Suede, you big brilliant bastards. Eight years and three albums in, can we really call this a comeback anymore? Whatever we call it, it’s phenomenal. After a great deal of intense contemplation, I’ve realised that I can count on one finger the number of bands that have successfully returned after a decisive split with not only their best-ever live shows, but new material that stands up comfortably against the rest of their back catalogue. And that one finger is counting the band I’m writing about now. Whatever we call it, if we consider their current tour and recent album The Blue Hour, this isn’t just a comeback. This is a victory lap, flicking the V’s in the face of anyone foolish enough to doubt them. The proof? During the choruses of ‘It Starts & Ends With You’ (from 2013 album Bloodsports), frontman Brett Anderson holds the mic out to the audience and seemingly every single person in the room sings it back at him.
Anderson isn’t content with owning the stage. He wants to own the whole venue. He wants your attention, and he wants ALL OF IT. The set starts from behind a thin white drape, the bands’ shadows projected dramatically onto it for the opening one-two of ‘As One’ and ‘Wastelands’, but as soon as it’s gone he’s off. Stalking across the stage, swinging his microphone and bouncing around, wiggling his hips and throwing himself into the audience. You suddenly remember he turned 51 a week or two back and start wondering where the HELL he gets his energy. I’m not 51, I’m reasonably healthy and I don’t have that sort of sustained performance in me. What am I doing wrong? Not that he’s alone – the whole band are relentlessly tearing through the set with a brutally efficient zest. This treatment is given to songs new and old: the set is split evenly between material from The Blue Hour and the remainder of their back catalogue, but the pace rarely drops.
This being a Suede gig, the crowd-pleasers come from the strangest places. I mean, yeah, ‘Trash’, ‘Animal Nitrate’, ‘Metal Mickey’ and ‘Beautiful Ones’ are all big singalongs, but ‘Dolly’ – a b-side they’ve not played live in 26 years that didn’t even make it on to the tracklisting of b-sides compilation Sci-Fi Lullabies – has people at the back of the venue losing their shit, as does Dog Man Star album track ‘The 2 Of Us’. Though the undisputed highlight has to be an unamplified acoustic version of ‘Pantomime Horse’, which begins with the crowd shushing each other so Brett can be heard and ends with a room full of people bellowing “HAVE YOU EVER TRIED IT THAT WAAAAAY-HAAAAY?”
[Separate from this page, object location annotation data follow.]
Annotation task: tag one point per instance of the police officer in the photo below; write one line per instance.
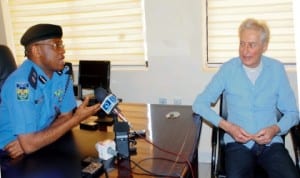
(38, 99)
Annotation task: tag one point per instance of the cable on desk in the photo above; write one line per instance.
(172, 153)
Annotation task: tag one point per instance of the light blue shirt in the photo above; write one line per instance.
(251, 106)
(30, 101)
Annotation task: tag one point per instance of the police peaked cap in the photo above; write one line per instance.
(41, 32)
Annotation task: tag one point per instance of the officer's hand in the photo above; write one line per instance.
(84, 111)
(14, 149)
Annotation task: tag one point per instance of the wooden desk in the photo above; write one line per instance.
(179, 136)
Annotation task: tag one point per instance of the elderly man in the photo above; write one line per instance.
(255, 87)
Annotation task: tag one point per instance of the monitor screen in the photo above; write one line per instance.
(93, 74)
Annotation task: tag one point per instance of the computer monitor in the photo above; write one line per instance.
(93, 74)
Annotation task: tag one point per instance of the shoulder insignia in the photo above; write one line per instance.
(22, 90)
(32, 78)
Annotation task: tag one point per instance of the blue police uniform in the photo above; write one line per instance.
(31, 101)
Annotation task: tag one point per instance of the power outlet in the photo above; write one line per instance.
(177, 101)
(162, 100)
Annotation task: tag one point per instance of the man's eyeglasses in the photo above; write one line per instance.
(55, 46)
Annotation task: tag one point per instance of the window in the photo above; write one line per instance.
(93, 29)
(223, 20)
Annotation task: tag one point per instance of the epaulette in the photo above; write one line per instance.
(32, 78)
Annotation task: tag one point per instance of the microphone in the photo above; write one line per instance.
(109, 103)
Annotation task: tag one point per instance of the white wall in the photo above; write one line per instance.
(176, 70)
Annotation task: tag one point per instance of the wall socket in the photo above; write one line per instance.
(177, 101)
(162, 100)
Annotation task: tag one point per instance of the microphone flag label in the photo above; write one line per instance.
(109, 103)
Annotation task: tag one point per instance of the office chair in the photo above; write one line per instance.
(7, 63)
(218, 146)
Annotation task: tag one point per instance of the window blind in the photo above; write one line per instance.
(223, 20)
(93, 29)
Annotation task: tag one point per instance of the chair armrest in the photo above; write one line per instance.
(214, 151)
(295, 135)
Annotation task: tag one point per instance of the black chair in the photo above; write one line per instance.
(218, 147)
(7, 63)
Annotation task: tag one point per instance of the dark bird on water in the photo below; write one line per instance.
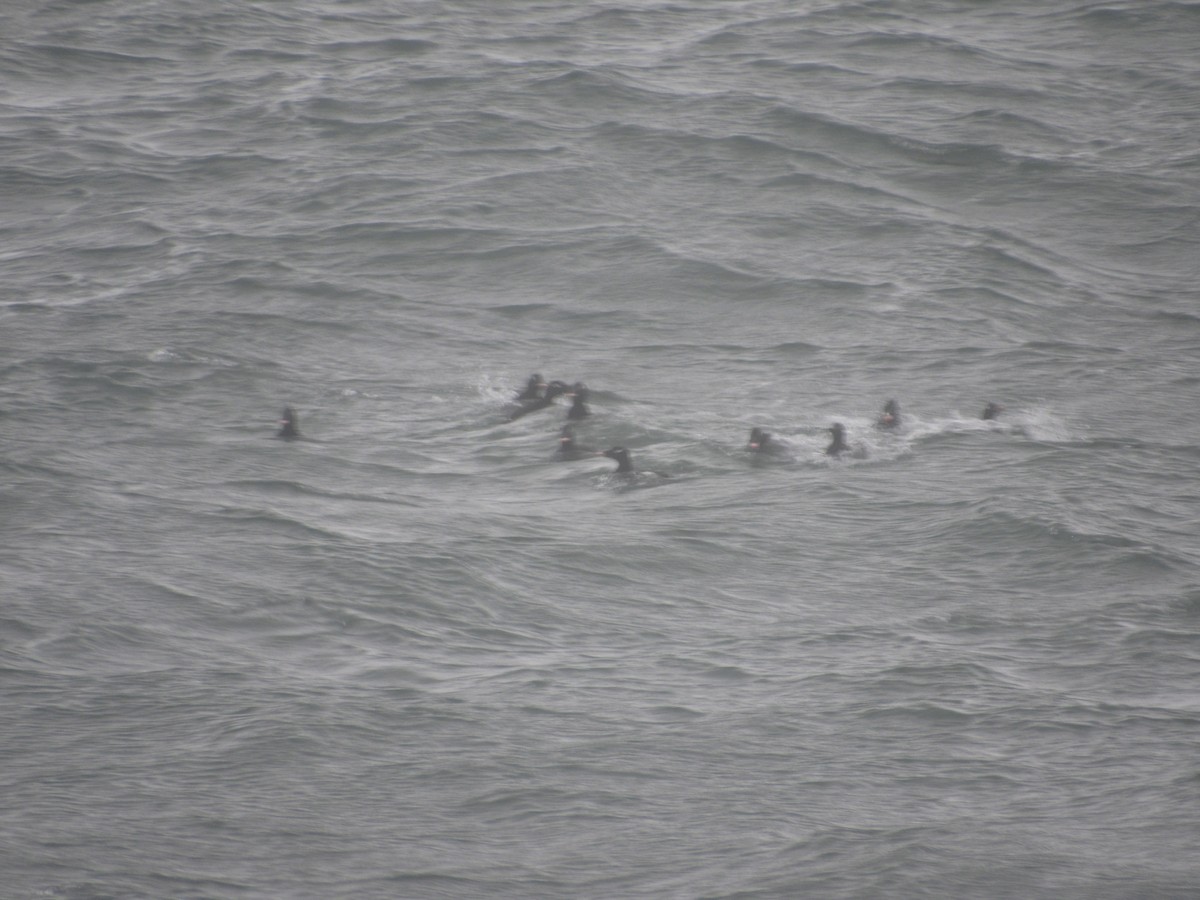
(891, 415)
(838, 445)
(579, 396)
(553, 390)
As everyone files out of the venue at the end of the night, I see something unexpected: young people. Not just young people, but young Suede people. They’re dressed in black. Their eyeliner is pristine. They’re in black leather 70s-style bomber jackets and their fringes are set to Brett. This hits me as the best thing about the Suede ‘comeback’, regardless of how we label it. It’s not just a bunch of middle-aged Britpoppers reliving their youth (though we are present). This is reunion as living, breathing, fully-animated band proper, delivered with the energy of much younger men, and it’s brilliant.